China memiliki keterampilan kelas dunia dalam dunia manufaktur, dan mereka belajar keterampilan kelas dunia dalam bidang pemasaran dari saingannya, seperti Motorola di China.

APA yang baru dilakukan Li Dong Sheng membuat para pengamat ekonomi menunggu langkah Li selanjutnya. Apakah langkah Li yang melobi Pemerintah China agar kepemilikan saham TCL oleh Pemerintah Kota Huizhou dikurangi akan mampu mendorong dikeluarkannya kebijakan serupa terhadap perusahaan-perusahaan China lainnya?

Pada tahun 1996 sebanyak 80 persen saham TCL dimiliki Pemerintah Kota Huizhou, yang pada awalnya-22 tahun silam-memang mendanai pekerjaan Li dan kawan-kawannya. Lobi Li berhasil. Setelah restrukturisasi Januari lalu, saham Pemerintah Kota Huizhou tinggal 25 persen, sisanya saham publik 38 persen, mitra asing 14 persen, sedangkan saham Li 6 persen.

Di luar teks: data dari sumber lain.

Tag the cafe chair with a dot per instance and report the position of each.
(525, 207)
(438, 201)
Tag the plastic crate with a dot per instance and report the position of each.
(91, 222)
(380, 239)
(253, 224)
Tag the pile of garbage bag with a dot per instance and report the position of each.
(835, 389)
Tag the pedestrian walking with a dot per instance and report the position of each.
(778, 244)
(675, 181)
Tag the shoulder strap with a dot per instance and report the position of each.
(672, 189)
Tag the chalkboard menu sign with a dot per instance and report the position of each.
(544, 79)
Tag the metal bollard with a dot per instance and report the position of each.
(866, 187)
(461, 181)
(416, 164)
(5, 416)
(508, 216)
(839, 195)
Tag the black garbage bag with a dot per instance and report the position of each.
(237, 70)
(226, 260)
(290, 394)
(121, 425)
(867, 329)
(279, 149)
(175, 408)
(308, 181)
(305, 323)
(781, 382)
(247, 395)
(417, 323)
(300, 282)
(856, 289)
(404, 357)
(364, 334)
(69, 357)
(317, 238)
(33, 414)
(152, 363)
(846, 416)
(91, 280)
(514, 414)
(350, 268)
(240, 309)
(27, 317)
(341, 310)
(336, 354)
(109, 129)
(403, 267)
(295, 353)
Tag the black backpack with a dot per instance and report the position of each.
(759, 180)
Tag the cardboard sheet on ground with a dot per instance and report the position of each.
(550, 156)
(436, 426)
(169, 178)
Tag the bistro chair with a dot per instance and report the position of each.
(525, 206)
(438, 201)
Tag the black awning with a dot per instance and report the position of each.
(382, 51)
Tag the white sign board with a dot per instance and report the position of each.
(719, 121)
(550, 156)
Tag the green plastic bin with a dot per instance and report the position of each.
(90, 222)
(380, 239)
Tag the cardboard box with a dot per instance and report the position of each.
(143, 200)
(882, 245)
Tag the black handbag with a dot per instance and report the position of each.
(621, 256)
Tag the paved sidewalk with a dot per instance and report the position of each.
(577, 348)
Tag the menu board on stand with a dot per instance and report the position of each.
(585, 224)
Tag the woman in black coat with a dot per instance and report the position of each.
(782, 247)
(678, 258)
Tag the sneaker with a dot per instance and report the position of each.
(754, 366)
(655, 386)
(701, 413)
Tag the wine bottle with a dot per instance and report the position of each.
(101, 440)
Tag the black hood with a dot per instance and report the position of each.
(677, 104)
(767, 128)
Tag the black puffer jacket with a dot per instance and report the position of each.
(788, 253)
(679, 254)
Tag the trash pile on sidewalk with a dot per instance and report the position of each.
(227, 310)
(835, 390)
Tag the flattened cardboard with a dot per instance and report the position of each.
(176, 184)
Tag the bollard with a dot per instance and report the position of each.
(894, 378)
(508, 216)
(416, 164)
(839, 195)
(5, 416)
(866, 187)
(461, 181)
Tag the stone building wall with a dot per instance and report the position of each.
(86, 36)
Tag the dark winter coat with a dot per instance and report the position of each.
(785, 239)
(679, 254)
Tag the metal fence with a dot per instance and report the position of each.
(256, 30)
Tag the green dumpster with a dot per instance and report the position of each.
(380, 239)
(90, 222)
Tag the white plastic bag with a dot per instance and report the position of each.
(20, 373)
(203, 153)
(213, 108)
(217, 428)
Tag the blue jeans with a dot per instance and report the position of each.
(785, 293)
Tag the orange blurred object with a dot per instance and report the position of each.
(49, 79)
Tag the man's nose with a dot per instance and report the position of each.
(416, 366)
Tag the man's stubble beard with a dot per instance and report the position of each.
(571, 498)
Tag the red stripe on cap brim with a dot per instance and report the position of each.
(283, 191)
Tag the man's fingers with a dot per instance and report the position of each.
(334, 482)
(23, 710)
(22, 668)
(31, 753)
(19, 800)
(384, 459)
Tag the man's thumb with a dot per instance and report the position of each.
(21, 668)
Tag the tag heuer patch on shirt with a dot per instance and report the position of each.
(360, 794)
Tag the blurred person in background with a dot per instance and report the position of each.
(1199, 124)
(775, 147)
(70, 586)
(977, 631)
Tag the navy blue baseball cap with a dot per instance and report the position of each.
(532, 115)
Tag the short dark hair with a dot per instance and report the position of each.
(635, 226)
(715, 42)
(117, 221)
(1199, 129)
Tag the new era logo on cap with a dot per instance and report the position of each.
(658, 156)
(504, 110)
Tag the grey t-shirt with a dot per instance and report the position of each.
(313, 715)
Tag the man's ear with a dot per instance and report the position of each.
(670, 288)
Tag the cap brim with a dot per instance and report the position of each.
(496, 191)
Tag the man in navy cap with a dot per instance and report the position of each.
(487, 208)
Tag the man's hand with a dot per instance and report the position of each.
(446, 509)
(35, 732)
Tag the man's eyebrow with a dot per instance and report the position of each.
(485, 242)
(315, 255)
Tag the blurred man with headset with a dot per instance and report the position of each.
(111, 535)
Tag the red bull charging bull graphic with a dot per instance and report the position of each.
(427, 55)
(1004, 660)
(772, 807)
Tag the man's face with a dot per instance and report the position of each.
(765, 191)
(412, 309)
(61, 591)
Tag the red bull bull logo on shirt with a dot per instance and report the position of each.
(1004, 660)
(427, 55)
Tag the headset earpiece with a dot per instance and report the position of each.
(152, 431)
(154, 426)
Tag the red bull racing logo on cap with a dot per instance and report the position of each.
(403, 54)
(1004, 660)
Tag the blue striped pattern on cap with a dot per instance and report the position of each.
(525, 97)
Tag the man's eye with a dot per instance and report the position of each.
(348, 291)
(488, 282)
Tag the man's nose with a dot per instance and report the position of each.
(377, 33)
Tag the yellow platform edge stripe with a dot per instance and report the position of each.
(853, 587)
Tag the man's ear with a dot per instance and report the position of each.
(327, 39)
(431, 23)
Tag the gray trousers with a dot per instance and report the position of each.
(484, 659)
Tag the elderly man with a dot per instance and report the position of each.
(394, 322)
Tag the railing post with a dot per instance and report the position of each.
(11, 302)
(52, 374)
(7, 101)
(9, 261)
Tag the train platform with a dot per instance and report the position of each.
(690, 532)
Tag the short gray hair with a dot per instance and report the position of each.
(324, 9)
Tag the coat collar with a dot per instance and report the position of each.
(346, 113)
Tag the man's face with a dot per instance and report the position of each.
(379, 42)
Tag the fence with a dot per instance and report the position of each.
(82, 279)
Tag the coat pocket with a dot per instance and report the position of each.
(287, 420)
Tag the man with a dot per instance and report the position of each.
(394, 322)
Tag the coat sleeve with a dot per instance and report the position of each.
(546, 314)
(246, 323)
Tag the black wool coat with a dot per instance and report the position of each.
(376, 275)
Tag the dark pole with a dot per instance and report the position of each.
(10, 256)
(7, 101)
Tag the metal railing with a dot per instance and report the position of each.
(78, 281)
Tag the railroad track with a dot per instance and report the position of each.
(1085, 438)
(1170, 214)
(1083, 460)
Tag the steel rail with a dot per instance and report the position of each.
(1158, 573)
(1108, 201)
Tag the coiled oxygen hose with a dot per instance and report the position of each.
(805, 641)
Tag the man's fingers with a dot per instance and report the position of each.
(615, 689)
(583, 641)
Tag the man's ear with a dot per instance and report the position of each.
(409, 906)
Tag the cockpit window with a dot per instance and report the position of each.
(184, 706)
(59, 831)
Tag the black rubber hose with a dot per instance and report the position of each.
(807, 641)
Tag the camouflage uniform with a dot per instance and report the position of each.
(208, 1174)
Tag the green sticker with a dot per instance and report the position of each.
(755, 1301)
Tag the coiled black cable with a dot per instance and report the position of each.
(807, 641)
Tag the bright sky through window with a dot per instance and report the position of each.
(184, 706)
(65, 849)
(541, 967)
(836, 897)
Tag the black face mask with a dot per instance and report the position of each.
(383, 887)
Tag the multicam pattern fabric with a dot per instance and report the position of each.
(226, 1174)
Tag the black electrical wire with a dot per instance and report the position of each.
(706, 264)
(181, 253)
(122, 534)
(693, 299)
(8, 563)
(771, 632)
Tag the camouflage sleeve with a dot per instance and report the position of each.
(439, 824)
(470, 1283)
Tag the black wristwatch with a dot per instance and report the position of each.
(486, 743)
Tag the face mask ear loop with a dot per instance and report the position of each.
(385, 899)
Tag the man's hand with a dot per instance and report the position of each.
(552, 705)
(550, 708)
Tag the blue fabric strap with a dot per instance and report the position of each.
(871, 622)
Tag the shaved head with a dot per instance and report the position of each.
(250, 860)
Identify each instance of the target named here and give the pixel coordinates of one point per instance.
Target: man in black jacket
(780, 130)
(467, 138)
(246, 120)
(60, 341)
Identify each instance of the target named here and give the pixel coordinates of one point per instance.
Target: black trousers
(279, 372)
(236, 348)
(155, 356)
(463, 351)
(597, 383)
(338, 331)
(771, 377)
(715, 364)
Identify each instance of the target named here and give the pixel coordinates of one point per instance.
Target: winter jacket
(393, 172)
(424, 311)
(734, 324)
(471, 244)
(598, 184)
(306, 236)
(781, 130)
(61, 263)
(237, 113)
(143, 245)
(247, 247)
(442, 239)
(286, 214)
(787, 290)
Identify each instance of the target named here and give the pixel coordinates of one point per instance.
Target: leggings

Arthur Kroeber, editor China Economic Quarterly yang terbit di Beijing, menyebutkan, TCL adalah perusahaan besar China pertama yang kepemilikan saham pemerintahnya di bawah 50 persen. “Jika Li dapat membuktikan bahwa kepemilikan saham pemerintah yang kecil dalam perusahaan berarti pertumbuhan yang lebih cepat dan keuntungan yang lebih banyak, maka pembuat keputusan di China bisa jadi melakukan hal serupa terhadap perusahaan-perusahaan China lainnya,” kata Arthur seperti dikutip Majalah Fortune.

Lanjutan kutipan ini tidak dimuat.